Ehira T, Romanus M
First Department of Surgery, St. Marianna University School of Medicine, Kawasaki, Japan.
Acta Chir Scand. 1988 Jan;154(1):13-7.
Indomethacin can reduce the microvascular permeability induced by repeated ischemia. In this investigation the influence of histamine H1 and H2 receptor blockers was studied for comparison with indomethacin. Application of 60 mmHg pressure to the hamster cheek pouch for 5 min was repeated eight times, with 10-min restitution intervals. Altered permeability was evaluated with use of FITC-dextran and intravital microscopy. Progressive efflux of FITC-dextran was observed in the control group. When either diphenhydramine or indomethacin was used alone, a few spots of extravasated dye were seen. Combination of diphenhydramine with either indomethacin or cimetidine reduced the extravasation. Furthermore, the spots appeared significantly later than in the controls, and some faded. Increase in the efflux of macromolecules due to repeated ischemia seems to be mediated via H1 and H2 receptors in conjunction with other receptors and/or amines e.g. prostaglandins.

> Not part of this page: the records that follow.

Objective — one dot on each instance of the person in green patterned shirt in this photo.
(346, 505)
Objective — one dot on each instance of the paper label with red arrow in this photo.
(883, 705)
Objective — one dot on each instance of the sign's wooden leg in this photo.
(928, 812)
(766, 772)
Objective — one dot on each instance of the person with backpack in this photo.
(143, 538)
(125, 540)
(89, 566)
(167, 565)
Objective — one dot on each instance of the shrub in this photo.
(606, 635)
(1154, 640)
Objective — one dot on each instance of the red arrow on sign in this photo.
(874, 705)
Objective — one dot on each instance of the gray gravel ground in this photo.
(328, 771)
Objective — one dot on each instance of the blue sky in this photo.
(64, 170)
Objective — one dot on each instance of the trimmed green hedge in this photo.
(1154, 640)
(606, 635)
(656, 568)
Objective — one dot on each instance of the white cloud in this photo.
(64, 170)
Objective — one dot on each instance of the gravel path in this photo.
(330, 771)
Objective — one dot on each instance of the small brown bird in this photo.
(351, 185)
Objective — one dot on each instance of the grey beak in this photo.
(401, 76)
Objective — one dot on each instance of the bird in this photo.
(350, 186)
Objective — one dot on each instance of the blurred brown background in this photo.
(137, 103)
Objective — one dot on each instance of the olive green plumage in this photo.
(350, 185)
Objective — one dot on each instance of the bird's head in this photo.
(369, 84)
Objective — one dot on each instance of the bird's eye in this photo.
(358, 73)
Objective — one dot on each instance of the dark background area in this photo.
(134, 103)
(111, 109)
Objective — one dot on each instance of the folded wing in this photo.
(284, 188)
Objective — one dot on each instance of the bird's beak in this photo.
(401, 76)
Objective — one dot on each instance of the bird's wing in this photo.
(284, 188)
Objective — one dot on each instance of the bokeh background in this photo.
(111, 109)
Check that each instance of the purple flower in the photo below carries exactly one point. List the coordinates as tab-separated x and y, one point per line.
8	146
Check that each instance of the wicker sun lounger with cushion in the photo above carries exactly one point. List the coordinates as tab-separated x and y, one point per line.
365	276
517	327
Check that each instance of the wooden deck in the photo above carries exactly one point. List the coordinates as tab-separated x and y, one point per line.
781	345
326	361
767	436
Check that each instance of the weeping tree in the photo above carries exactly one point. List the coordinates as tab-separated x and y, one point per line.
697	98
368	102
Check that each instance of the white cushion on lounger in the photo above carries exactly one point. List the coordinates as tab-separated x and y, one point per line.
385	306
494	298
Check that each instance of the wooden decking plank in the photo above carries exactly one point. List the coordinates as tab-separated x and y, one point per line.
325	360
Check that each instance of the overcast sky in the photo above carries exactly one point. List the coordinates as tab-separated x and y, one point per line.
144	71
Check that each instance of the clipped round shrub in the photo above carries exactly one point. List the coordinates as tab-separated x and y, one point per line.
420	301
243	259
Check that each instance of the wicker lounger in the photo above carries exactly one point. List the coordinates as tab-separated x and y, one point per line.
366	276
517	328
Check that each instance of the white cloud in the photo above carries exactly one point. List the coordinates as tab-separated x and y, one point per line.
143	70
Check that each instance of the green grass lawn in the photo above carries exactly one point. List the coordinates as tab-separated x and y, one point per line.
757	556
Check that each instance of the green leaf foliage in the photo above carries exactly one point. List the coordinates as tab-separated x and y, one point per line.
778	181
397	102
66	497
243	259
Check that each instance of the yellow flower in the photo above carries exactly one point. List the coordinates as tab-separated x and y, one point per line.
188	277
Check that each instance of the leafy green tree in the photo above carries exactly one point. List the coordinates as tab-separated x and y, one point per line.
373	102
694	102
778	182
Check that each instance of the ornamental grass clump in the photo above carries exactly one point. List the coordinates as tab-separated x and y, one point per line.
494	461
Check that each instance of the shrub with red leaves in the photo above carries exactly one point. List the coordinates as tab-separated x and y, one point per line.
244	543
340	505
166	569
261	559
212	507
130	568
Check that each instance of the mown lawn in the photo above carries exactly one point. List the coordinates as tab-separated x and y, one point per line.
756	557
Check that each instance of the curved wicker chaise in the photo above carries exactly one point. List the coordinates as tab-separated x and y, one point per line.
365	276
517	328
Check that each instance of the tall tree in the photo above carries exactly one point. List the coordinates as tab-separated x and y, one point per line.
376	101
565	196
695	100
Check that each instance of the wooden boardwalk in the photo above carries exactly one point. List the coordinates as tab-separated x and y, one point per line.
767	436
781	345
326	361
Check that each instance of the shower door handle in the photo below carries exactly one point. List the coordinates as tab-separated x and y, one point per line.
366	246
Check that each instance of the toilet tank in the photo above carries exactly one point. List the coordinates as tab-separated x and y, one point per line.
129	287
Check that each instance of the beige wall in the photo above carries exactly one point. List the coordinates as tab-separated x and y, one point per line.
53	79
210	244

吲哚美辛可降低反复缺血诱导的微血管通透性。在本研究中,研究了组胺H1和H2受体阻滞剂的影响,以便与吲哚美辛进行比较。对仓鼠颊囊施加60 mmHg压力5分钟,重复8次,恢复间隔为10分钟。使用异硫氰酸荧光素标记的葡聚糖和活体显微镜评估通透性的改变。在对照组中观察到异硫氰酸荧光素标记的葡聚糖逐渐外渗。当单独使用苯海拉明或吲哚美辛时,可见少量染料外渗斑点。苯海拉明与吲哚美辛或西咪替丁联合使用可减少外渗。此外,这些斑点出现的时间明显晚于对照组,并且有些褪色。反复缺血导致的大分子外渗增加似乎是通过H1和H2受体与其他受体和/或胺(如前列腺素)共同介导的。